I too have heard opposition to the Insurance Institute for Highway Safety's 40 mph offset crash test, and realistically they don't have a case. It's fairly obvious why certain new car manufacturers would be trying to downplay these tests. Their cars haven't done well, and it affects their volume of sales.


Before the Institute began the offset procedure, independent crash testing was done solely by the National Highway Traffic Safety Administration (NHTSA). These cars are crashed into a solid barrier at a speed of 35 mph. This is a very credible test that shows the strengths and weaknesses of different vehicles during this type of a full frontal collision. The problem is that's not the only way dangerous wrecks occur. I've seen many examples of major life-endangering crashes with the damage to one side of the vehicle in a front end collision. I was a passenger in one, and my nose, teeth and cervical spine will never be the same.

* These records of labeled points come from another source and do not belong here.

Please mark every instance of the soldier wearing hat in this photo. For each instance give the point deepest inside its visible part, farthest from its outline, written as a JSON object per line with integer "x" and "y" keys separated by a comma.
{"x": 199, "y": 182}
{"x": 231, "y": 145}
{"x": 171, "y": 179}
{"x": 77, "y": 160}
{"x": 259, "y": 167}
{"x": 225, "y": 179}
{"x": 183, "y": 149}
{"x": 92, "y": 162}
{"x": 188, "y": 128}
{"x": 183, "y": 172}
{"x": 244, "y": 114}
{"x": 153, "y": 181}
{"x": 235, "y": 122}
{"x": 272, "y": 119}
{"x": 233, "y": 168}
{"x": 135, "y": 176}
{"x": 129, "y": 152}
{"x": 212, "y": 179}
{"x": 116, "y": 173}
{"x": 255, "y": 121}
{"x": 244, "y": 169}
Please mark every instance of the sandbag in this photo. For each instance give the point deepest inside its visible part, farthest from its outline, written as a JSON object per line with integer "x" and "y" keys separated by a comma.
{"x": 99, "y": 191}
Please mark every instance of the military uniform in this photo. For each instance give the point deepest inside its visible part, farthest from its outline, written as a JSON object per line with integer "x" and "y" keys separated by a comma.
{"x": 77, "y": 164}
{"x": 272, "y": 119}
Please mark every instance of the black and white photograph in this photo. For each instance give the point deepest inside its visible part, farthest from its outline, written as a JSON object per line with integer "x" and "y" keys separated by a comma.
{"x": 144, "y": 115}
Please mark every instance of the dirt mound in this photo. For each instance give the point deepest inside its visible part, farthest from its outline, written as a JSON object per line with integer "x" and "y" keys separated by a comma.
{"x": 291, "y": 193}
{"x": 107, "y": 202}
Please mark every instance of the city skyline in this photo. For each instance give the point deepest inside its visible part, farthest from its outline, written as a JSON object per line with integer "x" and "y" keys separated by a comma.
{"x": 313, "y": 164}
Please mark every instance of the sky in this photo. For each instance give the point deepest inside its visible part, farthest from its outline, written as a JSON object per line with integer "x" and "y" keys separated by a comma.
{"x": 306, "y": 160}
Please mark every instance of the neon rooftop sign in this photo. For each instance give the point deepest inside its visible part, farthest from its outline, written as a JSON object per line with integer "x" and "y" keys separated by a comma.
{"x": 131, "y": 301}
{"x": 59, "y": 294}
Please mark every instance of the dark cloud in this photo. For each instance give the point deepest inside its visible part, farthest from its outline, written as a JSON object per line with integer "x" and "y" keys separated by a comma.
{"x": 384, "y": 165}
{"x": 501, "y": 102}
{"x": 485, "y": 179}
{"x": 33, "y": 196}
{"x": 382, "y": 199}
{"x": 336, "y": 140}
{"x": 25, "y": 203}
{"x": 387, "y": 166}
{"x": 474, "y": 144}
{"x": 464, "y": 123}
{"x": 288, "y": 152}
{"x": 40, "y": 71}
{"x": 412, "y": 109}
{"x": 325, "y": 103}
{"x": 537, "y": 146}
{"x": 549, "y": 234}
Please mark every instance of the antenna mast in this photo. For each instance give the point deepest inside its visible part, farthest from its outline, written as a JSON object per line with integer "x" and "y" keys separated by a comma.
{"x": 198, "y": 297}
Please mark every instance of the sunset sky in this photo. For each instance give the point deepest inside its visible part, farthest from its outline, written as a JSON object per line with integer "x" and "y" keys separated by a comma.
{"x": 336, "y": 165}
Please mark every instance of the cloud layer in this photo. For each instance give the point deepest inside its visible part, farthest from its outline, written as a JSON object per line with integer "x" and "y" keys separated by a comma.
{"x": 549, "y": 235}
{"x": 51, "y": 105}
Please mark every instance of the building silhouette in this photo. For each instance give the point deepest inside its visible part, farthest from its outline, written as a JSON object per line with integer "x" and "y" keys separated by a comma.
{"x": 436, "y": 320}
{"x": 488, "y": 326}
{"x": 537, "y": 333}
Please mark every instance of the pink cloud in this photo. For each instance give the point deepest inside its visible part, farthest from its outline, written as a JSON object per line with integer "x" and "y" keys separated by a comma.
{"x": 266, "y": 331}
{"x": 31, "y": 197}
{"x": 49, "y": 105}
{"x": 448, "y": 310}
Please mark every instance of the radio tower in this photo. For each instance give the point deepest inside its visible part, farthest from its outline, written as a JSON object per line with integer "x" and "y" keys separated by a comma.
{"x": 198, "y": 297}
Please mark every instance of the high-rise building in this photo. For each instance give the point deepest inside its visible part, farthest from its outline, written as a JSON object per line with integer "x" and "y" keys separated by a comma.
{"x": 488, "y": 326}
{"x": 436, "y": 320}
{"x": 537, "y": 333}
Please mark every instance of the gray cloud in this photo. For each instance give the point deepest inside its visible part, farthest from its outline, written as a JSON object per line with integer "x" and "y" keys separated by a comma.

Looking at the experiences I myself have had with these type accidents, how rare can they be? And when it involves you or a loved one, the numbers really don't matter. The addition of the institute's offset test, which delivers the impact to 40% of the front end at 40 mph, expands our knowledge even further by bringing out dangerous weaknesses that the NHTSA full frontal tests do not. Common sense tells us that the more diverse and detailed the safety testing of vehicles becomes, the more drive the manufacturers will have in engineering stronger cars that save lives.


Buckle-up, and drive safely. That's the best place to start.